Bruce Schein currently produces (and appears on-air) on Christopher "Mad Dog" Russo's television program High Heat on the MLB Network.

There was also a weekend host by the name of Chris Russo (not the same Chris Russo of Mike and the Mad Dog fame); he hosted the Redskins pre-and post game shows on the Washington Redskins radio network. He's now a host and the Redskins Insider for ESPN980 in 2005.

Rocco Pendola hosted a show on the network. He is no longer in radio and works as a freelance writer, recently appearing as a regular on thestreet.com.

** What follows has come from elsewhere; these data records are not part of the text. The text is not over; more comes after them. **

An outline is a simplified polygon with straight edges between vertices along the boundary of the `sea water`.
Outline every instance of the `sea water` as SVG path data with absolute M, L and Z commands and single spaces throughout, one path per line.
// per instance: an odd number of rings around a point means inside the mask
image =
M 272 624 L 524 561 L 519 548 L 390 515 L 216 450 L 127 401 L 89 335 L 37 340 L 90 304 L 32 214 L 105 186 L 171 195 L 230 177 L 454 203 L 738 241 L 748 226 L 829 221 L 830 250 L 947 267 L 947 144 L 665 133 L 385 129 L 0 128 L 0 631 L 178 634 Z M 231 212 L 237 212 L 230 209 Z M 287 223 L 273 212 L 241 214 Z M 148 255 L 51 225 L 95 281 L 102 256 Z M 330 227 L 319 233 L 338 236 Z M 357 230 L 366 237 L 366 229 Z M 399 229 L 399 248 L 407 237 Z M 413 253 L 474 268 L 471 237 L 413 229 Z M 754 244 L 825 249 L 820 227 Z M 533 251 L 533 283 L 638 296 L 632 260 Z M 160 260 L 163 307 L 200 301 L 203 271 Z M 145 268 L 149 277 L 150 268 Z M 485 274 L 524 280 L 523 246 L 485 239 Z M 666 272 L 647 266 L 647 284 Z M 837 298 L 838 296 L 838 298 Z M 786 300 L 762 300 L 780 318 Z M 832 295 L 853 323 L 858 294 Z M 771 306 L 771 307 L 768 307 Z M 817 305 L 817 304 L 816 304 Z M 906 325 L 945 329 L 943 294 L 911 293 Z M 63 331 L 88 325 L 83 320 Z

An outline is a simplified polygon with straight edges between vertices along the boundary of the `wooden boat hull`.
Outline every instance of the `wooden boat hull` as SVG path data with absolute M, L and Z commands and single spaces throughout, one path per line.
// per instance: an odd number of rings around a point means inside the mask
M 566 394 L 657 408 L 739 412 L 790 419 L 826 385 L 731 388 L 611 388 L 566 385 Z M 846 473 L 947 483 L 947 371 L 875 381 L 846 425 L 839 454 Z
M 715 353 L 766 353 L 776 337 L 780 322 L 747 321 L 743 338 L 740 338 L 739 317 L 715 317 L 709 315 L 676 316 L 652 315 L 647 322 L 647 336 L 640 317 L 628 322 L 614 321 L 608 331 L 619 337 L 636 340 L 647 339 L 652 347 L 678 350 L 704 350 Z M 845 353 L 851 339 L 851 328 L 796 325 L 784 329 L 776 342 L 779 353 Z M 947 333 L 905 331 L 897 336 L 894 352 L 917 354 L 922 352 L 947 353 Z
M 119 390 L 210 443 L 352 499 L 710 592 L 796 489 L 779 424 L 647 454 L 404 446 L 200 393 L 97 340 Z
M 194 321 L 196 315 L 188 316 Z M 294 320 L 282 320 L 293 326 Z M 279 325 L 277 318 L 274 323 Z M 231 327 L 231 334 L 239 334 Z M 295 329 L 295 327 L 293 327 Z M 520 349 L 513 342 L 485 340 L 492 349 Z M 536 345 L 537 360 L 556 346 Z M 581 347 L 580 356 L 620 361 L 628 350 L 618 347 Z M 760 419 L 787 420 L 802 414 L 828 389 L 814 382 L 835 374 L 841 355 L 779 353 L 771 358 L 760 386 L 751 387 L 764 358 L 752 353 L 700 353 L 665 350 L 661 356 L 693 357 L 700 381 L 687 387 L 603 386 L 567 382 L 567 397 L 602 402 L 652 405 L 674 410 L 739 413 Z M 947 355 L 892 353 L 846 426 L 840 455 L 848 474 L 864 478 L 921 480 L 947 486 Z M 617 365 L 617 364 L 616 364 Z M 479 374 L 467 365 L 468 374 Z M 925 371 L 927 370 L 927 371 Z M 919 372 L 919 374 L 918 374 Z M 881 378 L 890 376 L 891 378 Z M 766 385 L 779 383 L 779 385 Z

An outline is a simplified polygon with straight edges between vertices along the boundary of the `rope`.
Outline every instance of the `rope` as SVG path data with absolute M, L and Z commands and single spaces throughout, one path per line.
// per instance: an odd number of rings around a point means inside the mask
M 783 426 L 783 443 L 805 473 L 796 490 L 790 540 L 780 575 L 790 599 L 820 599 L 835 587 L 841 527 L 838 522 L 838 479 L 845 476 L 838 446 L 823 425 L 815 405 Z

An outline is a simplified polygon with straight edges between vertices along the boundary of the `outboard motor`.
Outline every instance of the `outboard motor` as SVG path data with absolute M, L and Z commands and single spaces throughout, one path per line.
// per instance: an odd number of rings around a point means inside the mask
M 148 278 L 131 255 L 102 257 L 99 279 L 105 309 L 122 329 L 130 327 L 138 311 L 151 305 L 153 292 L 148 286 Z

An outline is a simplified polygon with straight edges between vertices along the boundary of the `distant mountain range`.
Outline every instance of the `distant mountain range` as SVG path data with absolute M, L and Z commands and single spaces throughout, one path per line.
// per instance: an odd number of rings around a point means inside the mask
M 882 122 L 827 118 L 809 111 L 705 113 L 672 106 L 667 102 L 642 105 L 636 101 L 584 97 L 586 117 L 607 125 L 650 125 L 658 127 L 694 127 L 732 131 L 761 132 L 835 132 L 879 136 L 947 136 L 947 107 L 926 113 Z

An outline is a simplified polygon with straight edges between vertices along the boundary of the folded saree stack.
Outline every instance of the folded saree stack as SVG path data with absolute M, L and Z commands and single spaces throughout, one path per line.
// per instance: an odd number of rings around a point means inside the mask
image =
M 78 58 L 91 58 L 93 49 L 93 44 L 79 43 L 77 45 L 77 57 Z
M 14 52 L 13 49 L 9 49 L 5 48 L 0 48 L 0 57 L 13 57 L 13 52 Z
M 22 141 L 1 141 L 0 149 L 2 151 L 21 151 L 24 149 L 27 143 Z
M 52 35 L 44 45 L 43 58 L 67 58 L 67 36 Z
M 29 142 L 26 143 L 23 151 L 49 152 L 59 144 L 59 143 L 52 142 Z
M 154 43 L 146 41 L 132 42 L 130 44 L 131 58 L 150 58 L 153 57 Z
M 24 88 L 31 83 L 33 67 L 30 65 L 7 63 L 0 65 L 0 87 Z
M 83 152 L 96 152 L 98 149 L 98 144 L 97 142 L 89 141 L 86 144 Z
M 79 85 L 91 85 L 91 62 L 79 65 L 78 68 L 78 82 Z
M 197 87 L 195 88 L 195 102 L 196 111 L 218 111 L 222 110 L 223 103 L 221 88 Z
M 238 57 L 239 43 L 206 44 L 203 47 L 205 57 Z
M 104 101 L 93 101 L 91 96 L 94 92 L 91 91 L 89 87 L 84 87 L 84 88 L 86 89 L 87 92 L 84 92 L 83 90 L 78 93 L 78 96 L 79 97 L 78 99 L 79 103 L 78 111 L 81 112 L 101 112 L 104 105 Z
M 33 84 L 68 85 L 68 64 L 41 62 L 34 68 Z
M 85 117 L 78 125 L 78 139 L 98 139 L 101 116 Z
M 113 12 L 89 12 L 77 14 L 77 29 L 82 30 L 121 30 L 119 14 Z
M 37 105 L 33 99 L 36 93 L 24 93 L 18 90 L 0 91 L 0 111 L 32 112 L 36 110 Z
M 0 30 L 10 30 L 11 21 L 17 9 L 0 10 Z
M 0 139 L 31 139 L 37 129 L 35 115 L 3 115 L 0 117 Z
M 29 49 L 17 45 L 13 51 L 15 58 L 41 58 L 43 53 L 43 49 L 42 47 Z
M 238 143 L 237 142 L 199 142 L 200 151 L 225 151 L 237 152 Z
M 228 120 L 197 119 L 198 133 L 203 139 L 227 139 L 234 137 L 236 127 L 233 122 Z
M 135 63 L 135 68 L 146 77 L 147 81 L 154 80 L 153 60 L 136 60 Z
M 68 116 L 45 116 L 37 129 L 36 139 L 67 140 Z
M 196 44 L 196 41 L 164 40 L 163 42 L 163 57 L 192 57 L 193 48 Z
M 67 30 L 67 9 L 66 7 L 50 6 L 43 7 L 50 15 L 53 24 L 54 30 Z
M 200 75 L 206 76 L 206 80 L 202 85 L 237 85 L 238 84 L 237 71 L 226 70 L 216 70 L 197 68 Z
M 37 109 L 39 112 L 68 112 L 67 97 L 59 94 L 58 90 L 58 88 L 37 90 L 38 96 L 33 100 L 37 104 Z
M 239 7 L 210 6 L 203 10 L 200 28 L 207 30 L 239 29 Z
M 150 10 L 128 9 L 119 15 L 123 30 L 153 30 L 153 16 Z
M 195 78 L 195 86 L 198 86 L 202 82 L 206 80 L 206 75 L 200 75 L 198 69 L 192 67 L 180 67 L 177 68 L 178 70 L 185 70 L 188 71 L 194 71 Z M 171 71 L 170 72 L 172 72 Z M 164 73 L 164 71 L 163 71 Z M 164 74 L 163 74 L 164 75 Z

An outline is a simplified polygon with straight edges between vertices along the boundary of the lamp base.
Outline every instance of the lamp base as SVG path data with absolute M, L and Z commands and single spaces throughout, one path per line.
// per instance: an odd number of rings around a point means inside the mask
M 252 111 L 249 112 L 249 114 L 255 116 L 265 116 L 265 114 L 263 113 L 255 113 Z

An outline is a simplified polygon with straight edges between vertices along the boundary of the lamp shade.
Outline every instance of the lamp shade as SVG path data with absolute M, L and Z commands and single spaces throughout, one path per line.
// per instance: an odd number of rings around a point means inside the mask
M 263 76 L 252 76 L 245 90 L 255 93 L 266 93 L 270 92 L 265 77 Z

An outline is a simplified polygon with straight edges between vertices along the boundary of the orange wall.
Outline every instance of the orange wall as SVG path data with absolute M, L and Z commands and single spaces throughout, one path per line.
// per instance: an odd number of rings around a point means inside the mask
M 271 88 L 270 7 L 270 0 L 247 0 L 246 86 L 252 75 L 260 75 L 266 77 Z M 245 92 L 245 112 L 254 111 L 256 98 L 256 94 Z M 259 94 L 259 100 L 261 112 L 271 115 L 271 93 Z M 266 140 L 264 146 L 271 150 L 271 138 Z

Eric Pollero, who hosted and produced the show "SportsFan Conversations", went on to work at CBS SportsLine in Florida. Eric is currently an account executive with WSJS/Curtis Media Group in North Carolina.

Geoff Nathanson went on to work in television and radio as a play-by-play announcer and host at LA powerhouse radio station KNX 1070. He also developed into the go-to guy for TV sportscaster parts and commercials, working in a famous LeBron James Powerade spot, a Lance Armstrong Nike commercial, a Gordie Howe IBM spot and a David Eckstein Del Taco commercial. He has appeared as a recurring character in the ABC Family Channel series, "Make it or Break it" as well as on "Providence", King of Queens" and hosted the World Championship of Fantasy Football on Versus.

==Former station==
At least one affiliate, KSFN in Las Vegas, Nevada (the flagship station of Frank Andrews's and Papa Joe's program), took its call sign from the network. It later became KXST, a CBS Sports Radio station.